In Israel's election campaign, a new party is formed almost every day

Tuesday saw both a new faction and a split in an existing one

January 09, 2019 11:19

With three months to go until Israelis go to the polls on April 9, barely a day goes by without a new party being formed, or an existing one splitting in two.

On Tuesday, both of those things happened: former IDF Brigadier-General Gal Hirsh launched his “Magen Yisrael” party, while veteran Arab-Israeli legislator Ahmad Tibi announced his Arab Renewal party was splitting from the Joint List, of which it had been part in the last Knesset.

This proliferation of lists has led to the bizarre situation where at least six vaguely centrist parties — Labour, Yesh Atid, Kulanu, Gesher, Hatnuah and Israel Resilience — all nearly indistinguishable when it comes to their platforms, are competing for the same voters.

Israel Resilience (“Hosen Yisrael” in Hebrew), the party founded only two weeks ago by former IDF Chief of Staff Benny Gantz, is now in second place after Likud in some polls — even though Mr Gantz has not made a single political statement.

With only 120 members, the Knesset is one of the smallest national parliaments in the world. Despite that, the number of parties represented in it remains high.

In an attempt to limit the number of smaller parties, the electoral threshold — the share of votes parties must win before they can win seats — has been raised over the years, and now stands at 3.25 per cent.

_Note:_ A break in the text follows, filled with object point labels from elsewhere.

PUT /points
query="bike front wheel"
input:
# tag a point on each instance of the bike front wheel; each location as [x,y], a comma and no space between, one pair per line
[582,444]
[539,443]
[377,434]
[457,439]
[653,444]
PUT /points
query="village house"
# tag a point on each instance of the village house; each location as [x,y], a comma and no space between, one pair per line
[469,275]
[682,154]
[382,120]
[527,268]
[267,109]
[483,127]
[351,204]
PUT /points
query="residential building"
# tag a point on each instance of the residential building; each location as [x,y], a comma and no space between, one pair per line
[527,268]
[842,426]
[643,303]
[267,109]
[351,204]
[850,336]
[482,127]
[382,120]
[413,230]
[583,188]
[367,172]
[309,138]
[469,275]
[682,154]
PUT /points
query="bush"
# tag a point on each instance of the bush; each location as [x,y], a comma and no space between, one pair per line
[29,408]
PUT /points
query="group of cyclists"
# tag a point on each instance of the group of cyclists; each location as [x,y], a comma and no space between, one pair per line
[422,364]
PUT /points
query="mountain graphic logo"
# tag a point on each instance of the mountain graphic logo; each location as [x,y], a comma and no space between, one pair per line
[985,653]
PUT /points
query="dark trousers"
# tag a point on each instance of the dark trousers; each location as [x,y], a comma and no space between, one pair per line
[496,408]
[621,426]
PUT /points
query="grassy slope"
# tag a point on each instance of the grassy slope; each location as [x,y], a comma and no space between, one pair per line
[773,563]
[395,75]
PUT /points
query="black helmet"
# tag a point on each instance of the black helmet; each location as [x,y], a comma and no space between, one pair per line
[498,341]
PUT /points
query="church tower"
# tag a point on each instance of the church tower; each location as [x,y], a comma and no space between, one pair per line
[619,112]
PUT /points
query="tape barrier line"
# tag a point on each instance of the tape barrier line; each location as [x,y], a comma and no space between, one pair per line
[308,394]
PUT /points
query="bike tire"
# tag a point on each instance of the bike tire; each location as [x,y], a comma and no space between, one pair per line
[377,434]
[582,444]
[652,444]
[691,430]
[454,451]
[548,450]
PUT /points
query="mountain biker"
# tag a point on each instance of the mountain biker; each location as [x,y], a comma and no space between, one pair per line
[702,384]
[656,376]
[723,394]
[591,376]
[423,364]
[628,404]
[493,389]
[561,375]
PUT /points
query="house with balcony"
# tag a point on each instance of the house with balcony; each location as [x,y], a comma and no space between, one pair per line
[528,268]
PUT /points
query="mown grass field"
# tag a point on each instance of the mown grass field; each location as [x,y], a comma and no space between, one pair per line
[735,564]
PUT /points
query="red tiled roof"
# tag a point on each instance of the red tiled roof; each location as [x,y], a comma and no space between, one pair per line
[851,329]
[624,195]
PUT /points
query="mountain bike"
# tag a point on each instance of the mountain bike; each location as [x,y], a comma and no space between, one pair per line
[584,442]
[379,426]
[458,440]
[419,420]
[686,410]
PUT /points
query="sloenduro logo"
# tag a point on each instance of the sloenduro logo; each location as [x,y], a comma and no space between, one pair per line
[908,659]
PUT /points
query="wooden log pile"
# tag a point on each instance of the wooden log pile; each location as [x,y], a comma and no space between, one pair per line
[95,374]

But in 2015, ten parties still passed the threshold and this year, there will almost inevitably be more.

The threshold also means that the votes for parties that fall short are lost, forcing some factions to join forces and combine their forces.

They have until February 21, the deadline for parties to register their candidates with the central election commission.

One major consolidation of parties being mooted is of the three Charedi parties Agudath Yisrael and Degel Ha’Torah, which already cooperate in the United Torah Judaism list, joining forces with Shas.

In all the polls so far, Likud is in first place by a fairly large margin, with nearly a quarter of the votes.

However, with so many parties expected in the next Knesset, forming a coalition will be exceedingly difficult for Benjamin Netanyahu, especially as he intends to demand that coalition partners commit to supporting his government even if he is indicted for bribery.